There are several popular analogies to describe this “position” in Christ. One is the slab of marble where God is the Master Craftsman who chisels and carves away at us to conform us to His image while we slabs sit passively in “surrender,” waiting to see the beautiful statue of Himself He comes up with. Thus, according to many, it’s never about what we do; it’s only about what God does.

Or there’s the similar tapestry analogy where God is the Master Weaver who secretly weaves the beautiful tapestry of our lives. For now, all we get to see is the backside of the tapestry, all jumbled and knotted in confusion because God doesn’t let us see the golden threads until after we die. It’s almost as if we have no business knowing what God is up to in our lives, which we commonly misidentify as trust and submission.
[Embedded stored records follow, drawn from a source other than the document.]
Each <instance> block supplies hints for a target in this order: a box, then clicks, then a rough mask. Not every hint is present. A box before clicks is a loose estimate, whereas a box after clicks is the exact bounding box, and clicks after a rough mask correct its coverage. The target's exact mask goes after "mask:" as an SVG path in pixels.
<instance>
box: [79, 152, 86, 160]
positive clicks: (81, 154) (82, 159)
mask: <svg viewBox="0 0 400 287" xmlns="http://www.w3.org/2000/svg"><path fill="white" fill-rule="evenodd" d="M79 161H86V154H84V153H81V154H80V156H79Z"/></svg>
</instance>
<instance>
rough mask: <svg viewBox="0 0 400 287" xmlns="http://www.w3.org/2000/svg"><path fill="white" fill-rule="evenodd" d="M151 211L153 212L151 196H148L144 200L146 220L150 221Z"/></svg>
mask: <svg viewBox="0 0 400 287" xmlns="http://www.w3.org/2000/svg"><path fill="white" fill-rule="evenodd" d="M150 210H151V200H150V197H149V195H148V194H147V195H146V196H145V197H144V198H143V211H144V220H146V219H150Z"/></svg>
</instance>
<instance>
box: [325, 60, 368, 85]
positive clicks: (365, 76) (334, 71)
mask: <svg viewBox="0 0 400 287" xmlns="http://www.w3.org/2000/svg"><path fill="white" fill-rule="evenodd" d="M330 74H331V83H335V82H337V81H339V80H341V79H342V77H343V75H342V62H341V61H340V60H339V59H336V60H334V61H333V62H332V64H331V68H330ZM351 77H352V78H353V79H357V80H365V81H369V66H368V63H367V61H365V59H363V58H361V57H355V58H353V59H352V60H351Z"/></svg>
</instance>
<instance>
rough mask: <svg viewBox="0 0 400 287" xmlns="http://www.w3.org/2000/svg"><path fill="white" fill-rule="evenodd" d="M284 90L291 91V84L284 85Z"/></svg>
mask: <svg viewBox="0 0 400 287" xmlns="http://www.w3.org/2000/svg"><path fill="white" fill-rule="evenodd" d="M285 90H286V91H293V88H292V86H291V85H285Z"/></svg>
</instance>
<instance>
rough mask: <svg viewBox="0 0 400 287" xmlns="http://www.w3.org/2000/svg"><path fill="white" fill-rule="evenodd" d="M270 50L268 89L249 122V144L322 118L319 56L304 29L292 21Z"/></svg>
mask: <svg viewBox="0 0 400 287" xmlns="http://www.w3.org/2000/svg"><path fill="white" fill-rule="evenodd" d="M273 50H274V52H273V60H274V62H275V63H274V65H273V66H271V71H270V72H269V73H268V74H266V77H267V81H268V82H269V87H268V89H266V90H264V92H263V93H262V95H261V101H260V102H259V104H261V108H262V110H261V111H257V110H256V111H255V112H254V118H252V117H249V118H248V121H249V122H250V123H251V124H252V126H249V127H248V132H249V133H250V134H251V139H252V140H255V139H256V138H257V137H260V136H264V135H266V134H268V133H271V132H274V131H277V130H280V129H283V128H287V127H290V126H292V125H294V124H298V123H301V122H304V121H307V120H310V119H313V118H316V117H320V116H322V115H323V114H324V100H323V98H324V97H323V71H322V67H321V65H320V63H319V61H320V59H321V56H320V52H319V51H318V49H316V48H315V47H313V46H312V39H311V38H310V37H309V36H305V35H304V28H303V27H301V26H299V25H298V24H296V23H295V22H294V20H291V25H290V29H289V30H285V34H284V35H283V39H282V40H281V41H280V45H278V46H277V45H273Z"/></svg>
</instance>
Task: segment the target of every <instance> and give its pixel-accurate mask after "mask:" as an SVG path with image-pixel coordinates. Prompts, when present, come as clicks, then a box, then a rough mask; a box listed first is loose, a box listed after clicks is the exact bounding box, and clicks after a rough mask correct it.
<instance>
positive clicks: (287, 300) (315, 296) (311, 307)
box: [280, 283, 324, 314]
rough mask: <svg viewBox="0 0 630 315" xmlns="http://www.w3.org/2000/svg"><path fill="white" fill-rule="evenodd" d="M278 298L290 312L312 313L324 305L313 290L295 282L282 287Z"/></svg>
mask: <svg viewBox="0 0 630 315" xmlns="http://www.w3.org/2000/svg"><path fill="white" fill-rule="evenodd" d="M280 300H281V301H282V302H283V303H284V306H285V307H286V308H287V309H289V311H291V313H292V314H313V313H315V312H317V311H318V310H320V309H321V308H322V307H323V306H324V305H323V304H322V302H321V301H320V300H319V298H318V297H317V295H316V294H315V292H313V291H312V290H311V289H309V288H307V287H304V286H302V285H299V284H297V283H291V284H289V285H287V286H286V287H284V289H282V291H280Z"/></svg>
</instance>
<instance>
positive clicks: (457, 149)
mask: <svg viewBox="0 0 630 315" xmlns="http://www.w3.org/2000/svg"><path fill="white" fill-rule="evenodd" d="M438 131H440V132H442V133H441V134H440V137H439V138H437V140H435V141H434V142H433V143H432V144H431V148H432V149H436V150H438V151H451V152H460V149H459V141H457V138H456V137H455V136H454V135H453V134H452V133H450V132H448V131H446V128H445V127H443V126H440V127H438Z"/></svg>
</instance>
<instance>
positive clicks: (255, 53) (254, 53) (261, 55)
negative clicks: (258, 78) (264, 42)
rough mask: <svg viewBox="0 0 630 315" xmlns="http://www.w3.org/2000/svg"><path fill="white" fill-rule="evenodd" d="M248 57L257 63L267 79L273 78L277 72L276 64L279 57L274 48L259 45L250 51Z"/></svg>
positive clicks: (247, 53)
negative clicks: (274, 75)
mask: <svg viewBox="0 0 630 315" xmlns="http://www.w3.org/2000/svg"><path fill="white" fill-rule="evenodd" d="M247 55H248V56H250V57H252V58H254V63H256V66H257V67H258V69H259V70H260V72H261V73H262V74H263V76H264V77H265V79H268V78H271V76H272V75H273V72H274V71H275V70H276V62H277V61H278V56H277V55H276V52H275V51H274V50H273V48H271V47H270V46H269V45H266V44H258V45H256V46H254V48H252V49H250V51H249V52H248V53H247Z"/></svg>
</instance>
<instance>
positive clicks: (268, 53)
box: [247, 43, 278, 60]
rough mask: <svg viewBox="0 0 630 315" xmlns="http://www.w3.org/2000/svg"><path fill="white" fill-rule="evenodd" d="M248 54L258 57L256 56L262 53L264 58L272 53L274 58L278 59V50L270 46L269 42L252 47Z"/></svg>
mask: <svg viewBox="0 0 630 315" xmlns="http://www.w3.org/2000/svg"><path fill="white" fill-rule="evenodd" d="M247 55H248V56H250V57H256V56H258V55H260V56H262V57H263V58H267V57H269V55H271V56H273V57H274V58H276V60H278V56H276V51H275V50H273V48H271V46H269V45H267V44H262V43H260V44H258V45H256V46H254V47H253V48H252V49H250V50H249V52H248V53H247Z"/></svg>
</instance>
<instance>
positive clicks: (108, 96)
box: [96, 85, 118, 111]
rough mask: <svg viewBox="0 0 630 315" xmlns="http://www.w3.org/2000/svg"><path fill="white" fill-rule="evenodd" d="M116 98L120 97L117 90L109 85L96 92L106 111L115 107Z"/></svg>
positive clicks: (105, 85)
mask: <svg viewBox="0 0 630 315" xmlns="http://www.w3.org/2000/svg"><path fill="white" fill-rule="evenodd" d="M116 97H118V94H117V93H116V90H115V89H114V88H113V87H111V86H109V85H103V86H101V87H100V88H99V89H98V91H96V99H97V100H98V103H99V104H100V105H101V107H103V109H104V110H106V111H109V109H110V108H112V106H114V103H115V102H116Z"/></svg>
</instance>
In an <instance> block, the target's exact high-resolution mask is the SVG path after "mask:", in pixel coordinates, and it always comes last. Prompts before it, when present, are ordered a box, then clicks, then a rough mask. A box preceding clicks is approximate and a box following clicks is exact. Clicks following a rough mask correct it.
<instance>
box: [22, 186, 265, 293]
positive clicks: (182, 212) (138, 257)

Then there’s the cute Halloween pumpkin analogy where God scoops out all our yucky insides, puts a light in us, and there we sit on the porch with a toothy grin being “the light of the world” while remaining clueless.

We often accept Jesus, then resign ourselves to “whatever God is doing” in the rest of our lives. (For many years, this was my understanding of faith.) It creates a convoluted sense that life just happens to us, and the Christian duty is to simply respond with acceptance. You can hear it in the grin-and-bear-it way some Christians talk about their troubles in the world.

For whatever reason, God sovereignly chose to not act alone through human history. Instead, His will can be stated as the desire to be in cahoots with us in a grand adventure. Dr. Dallas Willard, one of today’s greatest Christian thinkers (dubbed “America’s C.S. Lewis”), puts it this way:

God’s intent was to have a kingdom in which we are significantly involved. That is the eternal as well as the temporal plan. Every human being, wherever they may be, is given the opportunity to enter into a companionship, a working relationship with God. The kingdom of God is what God is doing. And his plan was that he would be doing many things with us.”

To join God in this relationship and become an active, productive citizen of His kingdom is the essence of biblical salvation. It is, simply, life with God. Surely, Jesus didn’t come just to be a living showcase of sinless perfection we’ll never match or relate to! He came to lead us into a noble character like his (ergo, Christ-likeness) that can love neighbor and self the way he did. It requires practice. “Why do you call me Lord, Lord and don’t do what I say?” (Luk. 6:46)

God originally placed Adam in the Garden to work and take care of it. (Gen. 2:15) Even though our little garden plots are no longer located in Eden, that intent hasn’t changed. Work is God’s idea. Despite His curse upon the “ground” (it isn’t on Adam and Eve!), work is still good, right, holy, empowering, and rewarding when we’re in cahoots with God. Fear of “works” isn’t.